A war veteran who returned from the front to work as a train engineer was killed on the morning of 1 May when the Kyiv–Uzhhorod train collided with a crane truck whose driver ignored warning signals at a railway crossing near the village of Hirne in Stryi raion, Lviv Oblast, according to Ukrzaliznytsia. His assistant is in the hospital with serious injuries, and the crane-truck driver has also sustained injuries. Passengers were unharmed.
Russia struck Ukraine's railways around 1,200 times in 2025 alone, more than the previous two years combined.
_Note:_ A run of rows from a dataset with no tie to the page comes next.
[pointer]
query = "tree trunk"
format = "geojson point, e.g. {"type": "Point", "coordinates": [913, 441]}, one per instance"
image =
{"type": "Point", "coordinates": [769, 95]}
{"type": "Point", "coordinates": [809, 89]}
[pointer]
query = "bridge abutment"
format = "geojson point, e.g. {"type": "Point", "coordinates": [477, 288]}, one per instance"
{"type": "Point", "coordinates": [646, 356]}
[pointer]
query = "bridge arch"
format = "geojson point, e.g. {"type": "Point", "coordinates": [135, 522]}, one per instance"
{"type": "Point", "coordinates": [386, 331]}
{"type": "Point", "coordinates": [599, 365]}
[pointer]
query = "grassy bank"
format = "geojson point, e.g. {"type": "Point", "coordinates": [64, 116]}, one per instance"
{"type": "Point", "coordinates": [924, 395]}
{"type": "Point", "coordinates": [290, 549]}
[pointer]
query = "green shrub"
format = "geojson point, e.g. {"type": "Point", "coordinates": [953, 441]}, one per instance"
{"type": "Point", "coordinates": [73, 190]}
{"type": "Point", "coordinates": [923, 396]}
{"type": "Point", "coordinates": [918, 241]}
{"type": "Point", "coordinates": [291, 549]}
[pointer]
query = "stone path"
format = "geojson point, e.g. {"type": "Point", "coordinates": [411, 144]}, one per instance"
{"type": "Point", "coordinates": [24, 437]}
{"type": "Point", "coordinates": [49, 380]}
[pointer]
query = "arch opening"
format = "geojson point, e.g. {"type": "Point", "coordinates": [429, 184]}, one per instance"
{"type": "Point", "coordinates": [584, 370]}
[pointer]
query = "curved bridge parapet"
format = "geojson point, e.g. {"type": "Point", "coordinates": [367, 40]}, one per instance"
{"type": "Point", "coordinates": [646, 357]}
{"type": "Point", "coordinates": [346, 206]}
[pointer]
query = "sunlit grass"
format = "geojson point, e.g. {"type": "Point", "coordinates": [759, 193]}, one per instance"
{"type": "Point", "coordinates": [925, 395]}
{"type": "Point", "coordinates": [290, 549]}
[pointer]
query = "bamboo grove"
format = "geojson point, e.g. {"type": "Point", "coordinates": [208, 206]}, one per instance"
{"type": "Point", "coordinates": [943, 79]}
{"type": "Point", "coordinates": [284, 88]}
Nearly 100 Ukrzaliznytsia workers have been killed since the start of the full-scale invasion.
What happened at the crossing
Ukrzaliznytsia reported on the morning of 1 May that the crane-truck driver in Lviv Oblast drove onto the railway crossing despite the prohibiting warning signals.
"In Lviv Oblast, the driver of a crane truck drove onto a crossing despite the prohibiting signals and caused a collision with a train. Our engineer died on the spot," the railway company said.
The assistant engineer was taken to the hospital with serious injuries, and the crane-truck driver was also hospitalized. None of the passengers on the Kyiv–Uzhhorod train was hurt.
"We ask all drivers: follow the rules at crossings. This is a question of life," it added.
The collision happened near the village of Hirne in Stryi raion, according to Ukraine's State Emergency Service. Rescuers used specialized tools to extract the dead engineer's body from the damaged locomotive. Law enforcement is establishing the causes and circumstances of the incident.
The 1 May collision is the second serious incident on Ukraine's railways in two weeks. On 18 April, a diesel locomotive collided with an Intercity+ passenger train running on the Kyiv–Przemyśl route in Vinnytsia Oblast.
Ukrzaliznytsia says incidents at railway crossings happen mainly because drivers ignore the rules, and the consequences are usually fatal.